Tasikmalaya,Newshunter307.com — Sengketa pemberhentian seorang perangkat desa di Kabupaten Ciamis kini memasuki babak akhir di meja hukum. Perkara tersebut tengah berproses di Pengadilan Tata Usaha Negara (PTUN) Bandung, menyusul gugatan dari seorang perangkat Desa Sindanghayu, Kecamatan Banjarsari, yang diberhentikan secara tidak hormat oleh kepala desa.
Ahmad Fauzan, S.H., M.H., selaku kuasa hukum penggugat dari Kantor Hukum FTRA & ASSOCIATES, menegaskan bahwa pihaknya saat ini masih menunggu putusan majelis hakim. Ia meyakini bahwa keputusan kepala desa dalam memberhentikan kliennya sarat dengan pelanggaran prosedural dan cacat hukum.
“Semua sudah kami serahkan kepada Majelis Hakim PTUN Bandung. Kami percaya pengadilan memiliki independensi penuh untuk menilai apakah keputusan tersebut sah menurut hukum,” ujarnya kepada wartawan, Senin (17/6/2025).
Pemberhentian Tanpa Prosedur, SK Disebut Cacat Formil dan Materiil
Perkara ini bermula dari Surat Keputusan Kepala Desa Sindanghayu yang memberhentikan penggugat dari jabatannya sebagai Kasi Pelayanan. Namun, menurut Fauzan, pemberhentian dilakukan tanpa tahapan pembinaan atau pemberian sanksi administratif sebagaimana diatur dalam regulasi.
Tim kuasa hukum juga menyanggah alasan yang dipakai tergugat, yaitu dua somasi yang dilayangkan pada 2021 dan 2024.
Somasi 2021 terkait peristiwa tahun 2020, saat tergugat belum menjabat sebagai kepala desa. Bahkan, saksi dalam perkara tersebut mengaku tidak pernah merasa dirugikan.
Somasi 2024 menyangkut penggunaan sawah bengkok, namun dalam persidangan terungkap bahwa aktivitas tersebut dilakukan berdasarkan kesepakatan antar perangkat desa dan dibuktikan dengan kwitansi resmi.
Fauzan menambahkan bahwa penggugat masih aktif bekerja hingga Desember 2024, menerima penghasilan tetap (Siltap), dan tercatat dalam absensi harian. Padahal SK pemberhentian tertanggal 10 Juli 2024 baru diserahkan pada 6 Desember 2024. Anehnya lagi, dalam petikan SK tersebut tertulis “pengangkatan” bukan “pemberhentian”, yang menurutnya menjadi bukti ketidaktertiban administrasi pihak tergugat.

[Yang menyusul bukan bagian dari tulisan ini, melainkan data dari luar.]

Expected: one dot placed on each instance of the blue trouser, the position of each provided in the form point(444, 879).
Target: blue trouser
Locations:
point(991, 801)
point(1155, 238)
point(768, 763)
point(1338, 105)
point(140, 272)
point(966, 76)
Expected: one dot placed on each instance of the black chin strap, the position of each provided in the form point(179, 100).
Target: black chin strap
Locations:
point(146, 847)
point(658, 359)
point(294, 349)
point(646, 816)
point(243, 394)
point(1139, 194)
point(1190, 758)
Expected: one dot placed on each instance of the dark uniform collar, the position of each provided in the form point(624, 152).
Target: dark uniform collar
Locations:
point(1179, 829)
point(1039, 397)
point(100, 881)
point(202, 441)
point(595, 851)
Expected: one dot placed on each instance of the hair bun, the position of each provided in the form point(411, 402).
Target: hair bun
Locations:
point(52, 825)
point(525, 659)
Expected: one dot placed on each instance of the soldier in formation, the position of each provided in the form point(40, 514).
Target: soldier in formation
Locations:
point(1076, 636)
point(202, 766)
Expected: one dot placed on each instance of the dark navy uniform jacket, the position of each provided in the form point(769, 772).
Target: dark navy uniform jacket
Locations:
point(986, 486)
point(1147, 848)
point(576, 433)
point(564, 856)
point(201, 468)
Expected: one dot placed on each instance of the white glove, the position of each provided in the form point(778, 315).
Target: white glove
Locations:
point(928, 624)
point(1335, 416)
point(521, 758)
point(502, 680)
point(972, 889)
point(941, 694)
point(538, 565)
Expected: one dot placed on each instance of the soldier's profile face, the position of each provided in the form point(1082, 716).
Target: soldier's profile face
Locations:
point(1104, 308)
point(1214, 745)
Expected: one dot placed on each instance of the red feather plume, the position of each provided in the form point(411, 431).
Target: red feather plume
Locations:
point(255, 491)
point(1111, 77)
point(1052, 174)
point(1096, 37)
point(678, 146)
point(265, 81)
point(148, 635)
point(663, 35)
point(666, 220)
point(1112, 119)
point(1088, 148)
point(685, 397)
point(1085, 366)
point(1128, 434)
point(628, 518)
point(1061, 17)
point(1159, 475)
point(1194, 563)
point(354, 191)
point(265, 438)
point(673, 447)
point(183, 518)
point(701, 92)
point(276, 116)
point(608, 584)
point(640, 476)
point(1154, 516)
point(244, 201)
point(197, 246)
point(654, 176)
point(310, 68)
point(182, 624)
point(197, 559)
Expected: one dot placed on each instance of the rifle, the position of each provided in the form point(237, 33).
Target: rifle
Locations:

Langgar Perbup dan UU Desa, Tanpa Persetujuan Bupati
Menurut Fauzan, pemberhentian secara tidak hormat itu melanggar Pasal 24 Peraturan Bupati Ciamis Nomor 74 Tahun 2023, yang mewajibkan proses pembinaan dan sanksi administratif sebelum keputusan pemberhentian dijatuhkan. Selain itu, tindakan kepala desa juga bertentangan dengan Undang-Undang Nomor 3 Tahun 2024 tentang perubahan atas UU Desa, yang menjamin perlindungan hukum bagi perangkat desa.
Tak hanya itu, Surat Kementerian Dalam Negeri Nomor 100.3.5.5/3318/BPD turut mempertegas bahwa pemberhentian perangkat desa tidak bisa dilakukan secara sepihak dan harus mendapat persetujuan dari bupati/wali kota.
Namun dalam kasus ini, Bupati Ciamis disebut menolak menerbitkan surat persetujuan pemberhentian berdasarkan Surat Nomor 141.3/Kpts.04/Ds./2024, lantaran kepala desa sudah lebih dulu menerbitkan SK tanpa menunggu mekanisme persetujuan sebagaimana mestinya.
“Ini membuktikan bahwa keputusan tergugat cacat prosedur. Kepala desa tidak boleh bertindak sepihak. Ada hukum yang harus ditaati. Ini negara hukum,” tegas Fauzan.
Kini, publik dan pihak terkait tinggal menunggu putusan PTUN Bandung untuk menentukan apakah pemberhentian ini akan dibatalkan atau tetap dinyatakan sah secara hukum.